Some 9,500 Americans commit suicide every year with a firearm they do not own. Guns cause death in some 94 percent of all suicide attempted with a firearm versus just 2 percent when the act is committed with pills or a knife. Significantly, we know now that if we can stall the original suicide impulse by an hour or two, (i.e., by making it more difficult to find a useable firearm) many, many, deaths can be avoided.

There are over 900,000 law enforcement personnel in this country and one of the primary concerns of virtually each and every police officer is that a criminal will use a policeman’s own gun against him. It’s not an unjustified fear, as some 5,800 police are assaulted annually and firearms are the No. 1 cause of police deaths. Finally, add as potential beneficiaries of new smart gun technology victims of crime and domestic violence who are killed with a third-party firearm not owned by the perpetrator.

Recent research by the national firm Penn, Schoen, Berland of some 800 adult respondents showed that 40 percent of all gun owners are willing to consider swapping to smart guns. The results inversely skew with age: 54 percent of gun owners 45 and under would consider swapping to a smart gun. More than 4 out of 5 gun owners of all ages believe gun dealers should be able to sell smart guns. Officially, gun rights groups including the National Rifle Association and the National Shooting Sports Foundation are neutral on smart guns though openly cynical about the technology and concerned about ulterior government motives. One gun rights leader, however, Alan Gottlieb, founder of The Second Amendment Foundation, said on a YouTube video that he would probably purchase a smart gun if he became comfortable with the technology.

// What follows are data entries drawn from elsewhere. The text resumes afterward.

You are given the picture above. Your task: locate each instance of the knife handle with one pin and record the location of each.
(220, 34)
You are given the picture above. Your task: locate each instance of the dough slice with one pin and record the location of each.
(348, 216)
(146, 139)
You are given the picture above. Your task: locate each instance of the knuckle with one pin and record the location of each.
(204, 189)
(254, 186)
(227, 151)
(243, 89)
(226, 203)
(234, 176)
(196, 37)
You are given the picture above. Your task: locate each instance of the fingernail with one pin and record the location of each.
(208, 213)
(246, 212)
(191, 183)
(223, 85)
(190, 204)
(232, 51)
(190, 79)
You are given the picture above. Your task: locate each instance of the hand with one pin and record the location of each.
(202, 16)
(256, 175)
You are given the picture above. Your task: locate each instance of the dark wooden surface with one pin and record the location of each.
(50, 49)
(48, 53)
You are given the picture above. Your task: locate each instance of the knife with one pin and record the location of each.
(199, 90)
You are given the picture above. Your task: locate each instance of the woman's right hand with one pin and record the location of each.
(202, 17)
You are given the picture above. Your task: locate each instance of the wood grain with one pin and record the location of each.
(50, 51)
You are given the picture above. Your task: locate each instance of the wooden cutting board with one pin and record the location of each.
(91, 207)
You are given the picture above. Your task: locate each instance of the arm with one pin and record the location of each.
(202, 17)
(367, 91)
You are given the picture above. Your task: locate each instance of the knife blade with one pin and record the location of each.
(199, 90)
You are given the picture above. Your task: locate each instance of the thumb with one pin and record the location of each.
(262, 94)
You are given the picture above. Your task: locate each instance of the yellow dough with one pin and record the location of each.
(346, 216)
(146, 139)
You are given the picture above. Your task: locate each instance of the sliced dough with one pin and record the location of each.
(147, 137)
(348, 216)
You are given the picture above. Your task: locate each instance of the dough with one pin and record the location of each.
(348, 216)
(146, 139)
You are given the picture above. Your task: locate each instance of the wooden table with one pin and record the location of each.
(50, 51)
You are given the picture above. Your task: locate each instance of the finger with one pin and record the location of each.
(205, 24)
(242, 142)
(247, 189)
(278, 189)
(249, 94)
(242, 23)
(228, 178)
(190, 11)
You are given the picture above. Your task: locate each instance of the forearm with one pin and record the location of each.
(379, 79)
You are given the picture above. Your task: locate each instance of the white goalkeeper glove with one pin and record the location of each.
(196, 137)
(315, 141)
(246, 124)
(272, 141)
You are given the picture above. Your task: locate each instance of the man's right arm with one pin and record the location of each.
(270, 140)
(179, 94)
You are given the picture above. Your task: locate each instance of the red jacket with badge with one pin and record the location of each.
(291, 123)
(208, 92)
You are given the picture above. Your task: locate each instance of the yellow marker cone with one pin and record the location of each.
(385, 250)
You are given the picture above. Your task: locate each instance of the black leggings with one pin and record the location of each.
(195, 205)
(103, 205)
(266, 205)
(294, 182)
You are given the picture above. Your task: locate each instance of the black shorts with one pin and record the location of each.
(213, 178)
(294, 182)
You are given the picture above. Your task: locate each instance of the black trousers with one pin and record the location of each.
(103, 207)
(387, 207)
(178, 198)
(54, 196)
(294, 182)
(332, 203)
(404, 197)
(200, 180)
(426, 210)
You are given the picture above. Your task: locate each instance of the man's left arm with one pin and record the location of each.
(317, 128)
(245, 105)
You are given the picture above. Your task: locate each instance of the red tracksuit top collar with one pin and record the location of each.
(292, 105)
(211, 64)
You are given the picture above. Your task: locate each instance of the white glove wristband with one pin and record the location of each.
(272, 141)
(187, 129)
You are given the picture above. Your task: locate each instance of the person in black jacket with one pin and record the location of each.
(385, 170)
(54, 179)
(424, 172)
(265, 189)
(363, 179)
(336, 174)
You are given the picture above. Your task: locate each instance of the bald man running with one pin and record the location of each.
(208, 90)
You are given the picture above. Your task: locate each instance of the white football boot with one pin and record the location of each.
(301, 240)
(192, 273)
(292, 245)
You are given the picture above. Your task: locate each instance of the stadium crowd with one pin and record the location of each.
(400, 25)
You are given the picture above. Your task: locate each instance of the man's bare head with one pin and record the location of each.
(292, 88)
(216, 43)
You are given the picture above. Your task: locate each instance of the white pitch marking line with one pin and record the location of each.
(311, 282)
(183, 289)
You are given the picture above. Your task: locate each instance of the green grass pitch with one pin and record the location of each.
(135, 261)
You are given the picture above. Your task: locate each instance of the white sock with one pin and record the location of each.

Smart guns are now available in Europe though their mainstream distribution in this country has been stymied by a well meaning but controversial New Jersey law that mandates all guns sold there must be smart guns within 30 months of the technology being commercially available anywhere in the country. But it now looks like the New Jersey mandate will be repealed sometime this year, thus stripping some of the controversy around smart guns. Widespread adoption of this life-saving technology and indeed further investment in this nascent industry is likely to be slow until consumers can trust the innovation.

The president can make his move by encouraging the various federal law enforcement groups, from the FBI to the Secret Service, CIA, TSA and U.S. Border Patrol, to test and ultimately validate smart guns. Overall these various federal national security groups represent well over 100,000 officials and can generate irrefutable legitimacy to smart guns. Such validation should in turn stimulate state and local law enforcement across the country to use smart guns and eventually a consumer swap out of traditional firearms to safer smart guns.

An America void of guns does not exist and probably never will. The next best thing then is to have guns that will not operate when in the wrong hands; that children and teens cannot operate; that will not fire if stolen or taken out of a policeman’s hands by a criminal; that can’t be used by violent partners or the frantically suicidal. The free market is offering a powerful answer to one of our nation’s most intractable public health issues. All it needs is a nudge from our nation’s CEO to put things in motion.


Fascitelli is president of Washington Ceasefire, a 32-year-old nonprofit in Seattle dedicated to reducing gun violence.